Each dedicated circuit can also ring. Some sort of damper on the circuit will suppress the ringing and improve the sound. The Hammond choke should work. I use R-C filters mounted as separate plug-ins that go into the other outlets of the duplex fixtures fed by the circuits.
Follow Ups:
My sub panel has a verticle column of circuit breakers on the right and one on the left. My understanding is the right column is a phase and the left is a separate phase. I'm told its more beneficial to treat the outlets on the some phase as your audio. My video is on the other phase and I couldn't care less about it. BTW what is a "phase"?
Your (USA) domestic power is supplied as 240 volts from a utility company transformer. The transformer secondary winding has a center tap that is connected to earth at the transformer location and again at your entrance panel. Thus, the power has two legs, each of which is 120 volts with respect to earth. These legs are of opposite polarity, so that when leg A is instantaneously at +170 volts (the AC peak) with respect to earth, leg B is at -170 volts. However, there is only one phase, since both legs come from the same transformer winding. The legs are commonly, and mistakenly, called 'phases.'
Large loads are typically three-phase, and take three transformers or a complicated transformer with three secondary windings to supply the power. You don't have this setup.

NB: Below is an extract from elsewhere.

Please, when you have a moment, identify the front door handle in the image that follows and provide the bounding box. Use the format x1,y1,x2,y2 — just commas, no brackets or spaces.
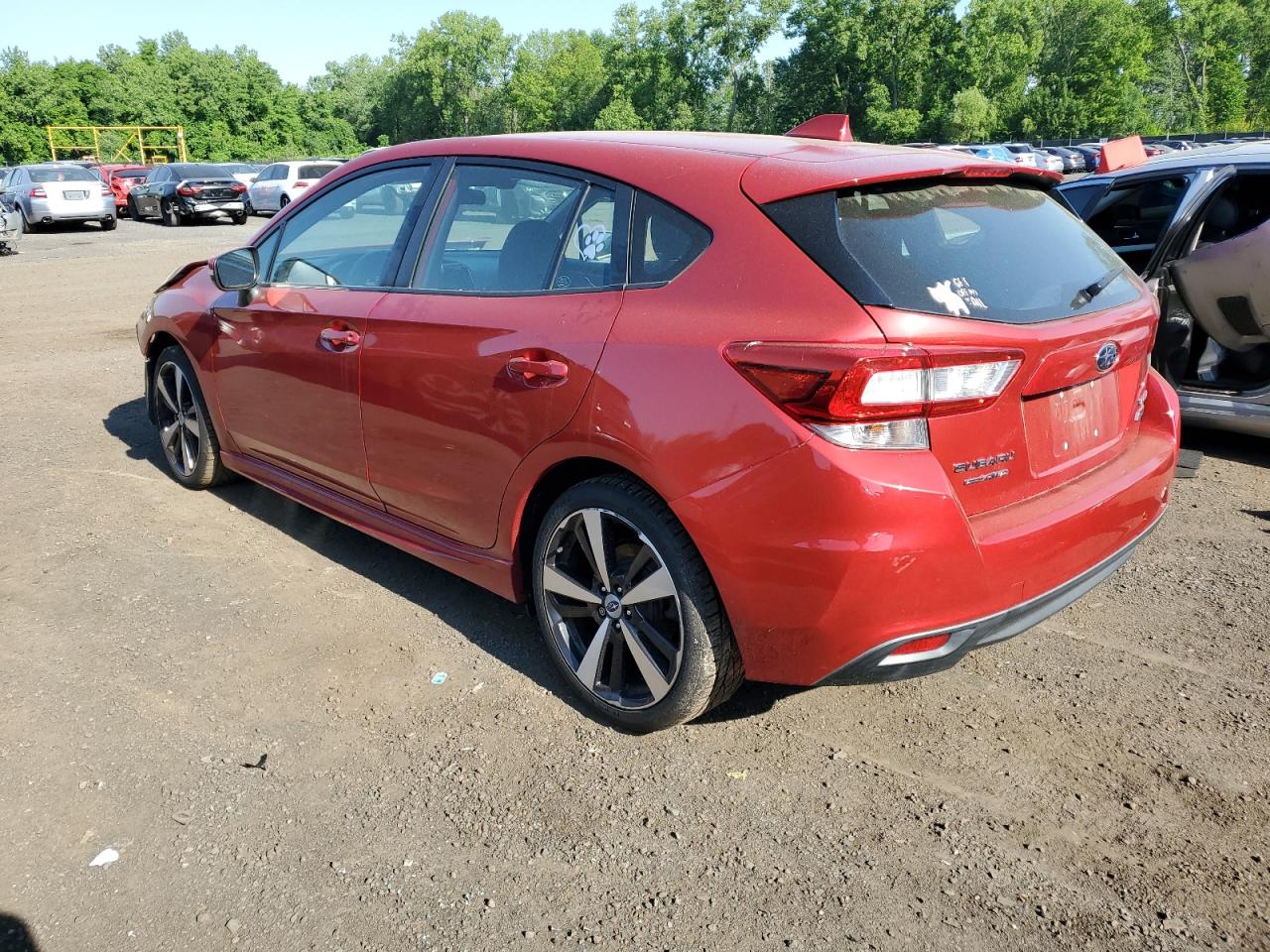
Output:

Your circuit breaker panel feeds branch circuits that go into your house. A couple of them use the full 240 volts: a range, a clothes dryer, an electric water heater, and a whole-house air conditioner would use 240 volts. If you look carefully, you will see that these appliances have two circuit breakers with handles connected by straps, so that both trip if either one is overloaded. Each of these breakers is on a different leg, so that tells you that both legs are present in each rank of breakers. The other circuits, that feed lights and outlets, are 120 volts and take single circuit breakers.
I don't know if your subpanel is wired with the legs separately feeding the two ranks, so you would have to take the cover off or ask an electrician. If this is too scary or impractical, take a simple AC voltmeter and an extension cord, and measure the voltage between the hot outlet slot that feeds your audio system, and the hot slot that feeds the video gear. If they are on opposite legs, you will measure 240 volts. If they are on the same leg, you will measure 0. The hot slot is the smaller of the two on the outlet.

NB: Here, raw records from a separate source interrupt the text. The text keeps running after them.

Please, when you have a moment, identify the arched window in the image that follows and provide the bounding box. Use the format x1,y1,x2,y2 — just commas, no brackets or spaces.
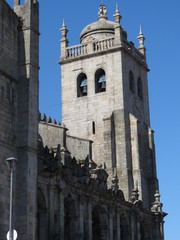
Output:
129,71,135,93
95,69,106,93
138,77,143,99
77,73,87,97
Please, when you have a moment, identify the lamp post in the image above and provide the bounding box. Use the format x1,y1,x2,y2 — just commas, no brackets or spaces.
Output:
6,157,17,240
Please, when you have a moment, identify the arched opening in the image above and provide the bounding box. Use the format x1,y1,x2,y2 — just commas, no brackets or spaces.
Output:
92,206,108,240
37,189,48,240
95,69,106,93
129,71,135,93
77,73,87,97
120,214,131,240
64,195,78,240
138,77,143,100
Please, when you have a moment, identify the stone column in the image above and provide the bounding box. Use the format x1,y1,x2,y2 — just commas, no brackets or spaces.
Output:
109,210,113,240
137,222,141,240
60,192,65,240
156,217,161,240
87,201,92,240
100,225,108,240
14,0,20,7
116,213,121,240
48,187,54,237
160,221,164,240
131,215,135,240
78,198,84,240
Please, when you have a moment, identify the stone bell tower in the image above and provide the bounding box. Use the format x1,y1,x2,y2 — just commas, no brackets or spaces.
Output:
0,0,39,240
60,4,158,208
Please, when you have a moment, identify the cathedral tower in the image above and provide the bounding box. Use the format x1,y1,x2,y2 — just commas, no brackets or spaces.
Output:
60,4,158,207
0,0,39,240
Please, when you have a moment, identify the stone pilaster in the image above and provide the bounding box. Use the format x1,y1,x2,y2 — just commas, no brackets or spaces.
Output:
59,192,65,240
109,210,114,240
131,214,135,240
116,212,121,240
87,201,92,240
137,222,141,240
78,197,84,240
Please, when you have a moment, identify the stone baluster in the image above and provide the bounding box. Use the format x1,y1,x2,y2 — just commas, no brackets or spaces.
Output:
116,212,121,240
109,210,113,240
78,197,84,240
87,201,92,240
131,214,134,240
137,222,141,240
60,192,66,240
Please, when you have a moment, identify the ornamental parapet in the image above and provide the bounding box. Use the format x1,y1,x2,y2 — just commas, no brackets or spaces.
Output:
59,37,146,65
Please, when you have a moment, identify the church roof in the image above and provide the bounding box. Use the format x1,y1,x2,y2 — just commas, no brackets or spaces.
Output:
80,4,116,42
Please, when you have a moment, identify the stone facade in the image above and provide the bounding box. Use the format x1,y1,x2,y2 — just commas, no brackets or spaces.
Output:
0,0,166,240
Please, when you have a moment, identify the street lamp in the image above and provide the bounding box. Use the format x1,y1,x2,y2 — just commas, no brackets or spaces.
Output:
6,157,17,240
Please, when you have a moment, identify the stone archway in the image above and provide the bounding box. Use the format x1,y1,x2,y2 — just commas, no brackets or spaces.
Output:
37,189,47,240
64,195,78,240
92,205,108,240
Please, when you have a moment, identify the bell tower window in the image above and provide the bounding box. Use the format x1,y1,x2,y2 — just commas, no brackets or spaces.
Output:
95,69,106,93
129,71,134,93
77,73,87,97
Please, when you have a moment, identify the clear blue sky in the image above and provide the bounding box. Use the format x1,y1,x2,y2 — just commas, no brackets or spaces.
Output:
8,0,180,240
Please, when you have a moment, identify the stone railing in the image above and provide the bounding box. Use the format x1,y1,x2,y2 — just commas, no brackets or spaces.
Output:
123,39,145,62
93,38,114,52
66,38,145,62
66,38,114,59
66,44,87,58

A common bit of advice is to put all the audio circuits on one leg and all the noisy appliance circuits on the other. This advice was useful when there were not so many noisy appliances. However, these days, almost any appliance is likely to contain a small computer and switching power supply that are always on. It is impractical to put the audio circuits by themselves on one leg and everything else on the other, so I think it is easier to forget about the circuit disposition and just filter the noisy appliances where they are. Even if the noisy gear is on the opposite leg, it will still affect the audio system.
Al,
I read your post this earlier and it's been rattling around in my brain for hours. I think phase is actually the correct term unless you also eschew it for three phase systems.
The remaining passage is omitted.